William Paterson University Alumnus Karen Cheney, MEd ’79, Donates $50,000 for Endowed Scholarship in Honor of Retired Professor Joan Feeley
Graduate and former adjunct professor of education makes gift to say ‘thank you’ to her alma mater and the teacher who inspired her most
Karen Cheney, MEd ’79
“I was there in the 1970s and 1980s. It meant a lot to me – William Paterson. It changed my life. Every time I talk to someone from William Paterson, I get tears in my eyes. I have tears in my eyes right now. I really loved it there. “
Such are the words of Karen Cheney, MEd ’79, former adjunct professor of education who recently established The Joan Feeley Endowed Scholarship. Cheney donated $50,000 which will be used to provide an annual award for a fulltime undergraduate or fulltime/parttime graduate student in the University’s College of Education. Each year’s selected applicant will receive at least $1,000 toward his or her studies.
Since 2010, the University’s scholarship endowment has grown nearly 122 percent, increasing from $3.2 million to $7.1 million.

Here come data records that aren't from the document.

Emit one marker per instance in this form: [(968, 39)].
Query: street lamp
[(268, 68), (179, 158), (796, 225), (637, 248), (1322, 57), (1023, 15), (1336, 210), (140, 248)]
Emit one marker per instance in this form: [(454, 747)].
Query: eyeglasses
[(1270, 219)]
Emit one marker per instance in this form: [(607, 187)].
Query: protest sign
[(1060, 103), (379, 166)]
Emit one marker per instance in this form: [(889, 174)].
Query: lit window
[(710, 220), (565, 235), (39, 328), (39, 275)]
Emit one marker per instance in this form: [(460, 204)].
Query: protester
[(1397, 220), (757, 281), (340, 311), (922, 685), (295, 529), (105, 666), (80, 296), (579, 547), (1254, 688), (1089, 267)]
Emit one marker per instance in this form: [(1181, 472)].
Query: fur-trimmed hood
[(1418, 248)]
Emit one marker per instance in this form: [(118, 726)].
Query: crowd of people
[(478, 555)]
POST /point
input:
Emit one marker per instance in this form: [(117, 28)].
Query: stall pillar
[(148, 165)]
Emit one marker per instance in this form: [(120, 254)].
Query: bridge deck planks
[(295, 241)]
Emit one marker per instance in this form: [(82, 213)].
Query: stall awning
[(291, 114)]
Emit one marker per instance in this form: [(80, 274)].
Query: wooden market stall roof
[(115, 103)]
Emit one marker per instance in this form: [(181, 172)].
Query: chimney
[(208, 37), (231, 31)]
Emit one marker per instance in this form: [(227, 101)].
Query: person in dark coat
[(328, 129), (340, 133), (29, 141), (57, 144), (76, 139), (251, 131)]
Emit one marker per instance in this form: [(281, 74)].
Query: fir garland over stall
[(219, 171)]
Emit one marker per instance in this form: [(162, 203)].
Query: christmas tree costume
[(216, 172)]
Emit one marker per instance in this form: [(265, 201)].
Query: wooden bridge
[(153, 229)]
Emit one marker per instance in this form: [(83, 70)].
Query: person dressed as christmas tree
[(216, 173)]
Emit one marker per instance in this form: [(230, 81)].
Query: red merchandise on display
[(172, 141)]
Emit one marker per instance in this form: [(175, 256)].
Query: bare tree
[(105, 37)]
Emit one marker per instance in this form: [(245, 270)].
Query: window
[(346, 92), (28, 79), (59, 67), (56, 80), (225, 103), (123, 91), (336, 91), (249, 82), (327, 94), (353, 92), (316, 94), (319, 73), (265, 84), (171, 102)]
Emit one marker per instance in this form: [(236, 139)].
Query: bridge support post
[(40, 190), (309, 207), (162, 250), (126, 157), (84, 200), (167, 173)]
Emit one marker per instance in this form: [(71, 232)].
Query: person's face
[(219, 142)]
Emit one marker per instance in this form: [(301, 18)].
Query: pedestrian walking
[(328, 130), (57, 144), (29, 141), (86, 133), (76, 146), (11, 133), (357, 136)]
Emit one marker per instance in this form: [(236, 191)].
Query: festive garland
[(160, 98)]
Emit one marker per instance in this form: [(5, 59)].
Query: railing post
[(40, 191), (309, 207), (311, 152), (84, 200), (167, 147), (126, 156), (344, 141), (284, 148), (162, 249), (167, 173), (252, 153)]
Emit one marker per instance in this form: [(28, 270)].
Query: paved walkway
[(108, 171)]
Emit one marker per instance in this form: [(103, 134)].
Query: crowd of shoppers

The newest scholarship is named after a now-retired professor of education who had a profound impact on Cheney – Dr. Joan Feeley, professor emeritus.
“I took many classes with Dr. Feeley and got to know her beyond the classroom. I would meet her at the International Reading Association,” Cheney recalls. “She was a mentor and an inspiration to me. Everyone I know who lived in my hometown of Fair Lawn, New Jersey knew of Dr. Feeley because I would always talk about her.”
When Cheney first graduated with her master’s degree, she began teaching in her hometown’s public school system. Inspired by her beloved professor, she later decided to apply for a position as an adjunct at William Paterson. A few years as an adjunct at the University eventually lead to a 30-plus-year career in higher education spanning numerous colleges, and “it’s all because of Dr. Feeley.”
Cheney worked for 20 years on the campus of Ramapo College and has spent the past 13 years teaching reading and basic skills at The College of the Desert in California, where she and her husband have since relocated.
“I’m 150 years old and still doing it,” Cheney jokes of her beloved career in higher education. “Sometimes we don’t realize how people affect our lives, but I know how she affected mine. She was a really strong force when she was teaching.”
Cheney says she had never considered creating a student scholarship in a professor’s name until she heard about such a gift in California. “And I just thought it would be terrific,” she explains. “If I could do this, it was something I wanted to do.”
And, in so doing, thanks to the University’s Office of Alumni Relations, her relationship with Feeley has been rekindled. Coincidentally, Feeley has also relocated to California. She currently resides in an assisted living facility there.
Feeley was more than moved by the news about the scholarship.
“I am incredibly honored,” she says. “This is the most wonderful thing, to have this done to help future students.”
“I’m just very happy about all of this,” Cheney adds. “It’s heartwarming.”